Blog di Raimondo Schiavone e amici

L’ILLUSIONE DI POTERE: IL DISASTRO DI ISRAELE, LA FUGA DI TRUMP, IL SILENZIO DELL’EUROPA

L’ultima aggressione militare contro l’Iran ha messo in luce una verità che molti fingevano di non vedere: Israele ha perso il confronto diretto con l’Iran, e gli Stati Uniti sono stati costretti a intervenire per salvare l’apparenza, l’onore e la supremazia strategica di un alleato ormai in crisi sistemica. A pagarne le conseguenze, ancora una volta, è l’ordine internazionale. Il diritto è stato calpestato. Le istituzioni ignorate. Il multilateralismo sbeffeggiato.

Trump, nella sua teatrale e prevedibile esibizione di forza, ha ordinato un attacco missilistico contro tre impianti nucleari iraniani – Fordow, Natanz, Isfahan – proclamando una “vittoria totale”. Ma la realtà, come sempre accade nella propaganda americana, è ben diversa. Le strutture critiche erano state evacuate, i danni sono superficiali, nessuna contaminazione radioattiva, nessuna vittima. Le tanto sbandierate bombe intelligenti hanno avuto meno effetto del suo ultimo post su Truth Social.

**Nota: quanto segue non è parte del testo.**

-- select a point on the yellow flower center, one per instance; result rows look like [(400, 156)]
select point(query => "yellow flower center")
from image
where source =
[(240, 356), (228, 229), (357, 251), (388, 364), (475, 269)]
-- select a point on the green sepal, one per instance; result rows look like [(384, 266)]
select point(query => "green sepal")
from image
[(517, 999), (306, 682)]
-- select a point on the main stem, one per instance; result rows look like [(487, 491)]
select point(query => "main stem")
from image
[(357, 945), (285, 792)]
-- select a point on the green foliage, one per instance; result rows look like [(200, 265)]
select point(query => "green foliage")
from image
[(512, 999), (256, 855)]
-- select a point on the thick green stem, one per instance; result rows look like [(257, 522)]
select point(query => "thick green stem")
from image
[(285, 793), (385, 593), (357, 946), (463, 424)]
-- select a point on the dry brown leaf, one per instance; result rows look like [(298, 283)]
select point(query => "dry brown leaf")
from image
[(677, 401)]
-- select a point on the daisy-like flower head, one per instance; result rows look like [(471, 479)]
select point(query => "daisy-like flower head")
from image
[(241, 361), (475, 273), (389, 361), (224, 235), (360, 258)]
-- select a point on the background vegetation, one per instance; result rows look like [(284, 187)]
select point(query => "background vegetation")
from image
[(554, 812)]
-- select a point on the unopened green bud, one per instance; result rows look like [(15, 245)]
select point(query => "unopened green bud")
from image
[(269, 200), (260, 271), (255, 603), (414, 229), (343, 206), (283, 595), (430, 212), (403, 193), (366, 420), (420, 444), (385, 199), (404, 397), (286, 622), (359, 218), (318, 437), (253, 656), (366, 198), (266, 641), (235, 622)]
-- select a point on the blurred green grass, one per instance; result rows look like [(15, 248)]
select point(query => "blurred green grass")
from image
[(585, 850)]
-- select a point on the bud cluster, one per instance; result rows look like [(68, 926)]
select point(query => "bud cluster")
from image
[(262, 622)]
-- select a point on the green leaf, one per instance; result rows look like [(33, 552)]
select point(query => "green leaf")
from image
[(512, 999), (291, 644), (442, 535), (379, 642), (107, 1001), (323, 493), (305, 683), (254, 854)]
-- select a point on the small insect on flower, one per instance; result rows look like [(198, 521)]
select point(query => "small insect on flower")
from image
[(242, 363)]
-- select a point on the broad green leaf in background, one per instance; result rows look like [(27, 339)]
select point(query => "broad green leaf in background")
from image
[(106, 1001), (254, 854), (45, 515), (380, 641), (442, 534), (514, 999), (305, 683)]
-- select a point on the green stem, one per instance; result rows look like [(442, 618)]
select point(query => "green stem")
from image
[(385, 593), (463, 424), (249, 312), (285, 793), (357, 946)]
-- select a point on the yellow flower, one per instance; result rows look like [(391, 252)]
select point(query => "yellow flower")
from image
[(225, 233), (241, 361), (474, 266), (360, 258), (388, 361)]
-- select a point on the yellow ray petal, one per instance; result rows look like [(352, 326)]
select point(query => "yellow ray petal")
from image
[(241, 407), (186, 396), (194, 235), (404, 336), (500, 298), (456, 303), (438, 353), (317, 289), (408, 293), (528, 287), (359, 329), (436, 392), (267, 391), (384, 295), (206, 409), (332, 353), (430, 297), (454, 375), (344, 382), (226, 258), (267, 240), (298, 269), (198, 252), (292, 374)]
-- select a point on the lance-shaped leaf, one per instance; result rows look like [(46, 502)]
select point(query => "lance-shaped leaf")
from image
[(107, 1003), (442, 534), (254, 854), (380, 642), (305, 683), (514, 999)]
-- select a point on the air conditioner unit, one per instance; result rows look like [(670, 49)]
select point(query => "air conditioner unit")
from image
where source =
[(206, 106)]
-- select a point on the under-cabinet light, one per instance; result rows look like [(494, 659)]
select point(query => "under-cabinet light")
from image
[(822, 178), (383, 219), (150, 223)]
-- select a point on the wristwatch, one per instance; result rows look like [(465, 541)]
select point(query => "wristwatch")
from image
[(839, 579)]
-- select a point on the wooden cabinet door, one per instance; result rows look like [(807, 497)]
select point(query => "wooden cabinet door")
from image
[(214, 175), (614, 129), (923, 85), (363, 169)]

A dirlo non sono solo i media iraniani. Lo confermano analisti internazionali come Scott Ritter, ex ispettore ONU, e lo stesso Centro Nazionale iraniano per la Sicurezza Nucleare. A Fordow non è accaduto nulla di strategicamente rilevante. A Isfahan e Natanz nemmeno. E intanto l’Iran ha risposto con precisione: venti ondate missilistiche, tra cui l’uso dei nuovi Heybarshekan a testate multiple, attacchi a raffinerie israeliane, basi strategiche, bunker antiaerei, quartieri a sud di Tel Aviv. Risultato: interi settori del Paese paralizzati, spazio aereo chiuso, voli sospesi, Israele costretto a cedere l’iniziativa.

Ed è qui che la sceneggiatura si rompe. Netanyahu, prima minaccioso, ora si rifugia nel silenzio e ringrazia Trump per il “supporto fraterno”. È un ringraziamento che sa di resa. Perché la verità è semplice: Israele non ha più la superiorità militare nella regione. È stato sconfitto sul campo, prima da Hezbollah e dalle milizie regionali, ora direttamente dall’Iran. E quando il padrone non riesce più a domare il cane da guardia, interviene in prima persona.

Il paradosso è che l’Iran non voleva la guerra. Lo dicono fonti ufficiali iraniane: erano in corso colloqui informali con gli Stati Uniti, nonostante la tensione con Israele. Ma evidentemente, un accordo non era nei piani di chi ha bisogno della guerra per restare al potere. Così, è stata imposta un’escalation. Una guerra che l’Iran non ha iniziato, ma alla quale ha risposto con fermezza e lucidità, senza isterismi, senza proclami vuoti, ma con l’efficacia di chi sa dove e quando colpire.

Nel mezzo di tutto questo, l’Europa resta in silenzio. Eppure, mai come ora avrebbe potuto ritagliarsi uno spazio autonomo, credibile, costruttivo. Il disastro israeliano, la sproporzionata reazione americana, la condanna da parte di Cile, Cuba, Arabia Saudita, Iraq, Qatar, Yemen e Palestina, aprivano una finestra diplomatica enorme. Un varco. Un’occasione. Se avessimo avuto leader capaci, oggi l’Europa avrebbe potuto sedersi al tavolo con Cina e Russia, isolare i criminali del diritto internazionale e costruire le condizioni per una pace multilaterale e duratura.

Ma non illudiamoci. Non abbiamo leader così capaci. Invece di pensare a mediare, Macron fa il militare, Scholz cerca approvazione negli USA, Meloni applaude in silenzio. Nessuno ha il coraggio di dire che l’America ha commesso un errore gravissimo, un atto di guerra inutile, un intervento tardivo e goffo per coprire la disfatta dell’alleato sionista.

Le bombe di Trump sono state meno efficaci delle sue parole, e le sue parole – più che affondare l’Iran – stanno affondando l’America nella palude dell’imperialismo fallito. È l’illusione di potere di un impero che non sa più vincere. Un impero che si muove per riflesso, che bombarda per abitudine, che mente per necessità. Ma il mondo, questa volta, ha visto tutto. E forse, da questo punto, non si torna più indietro.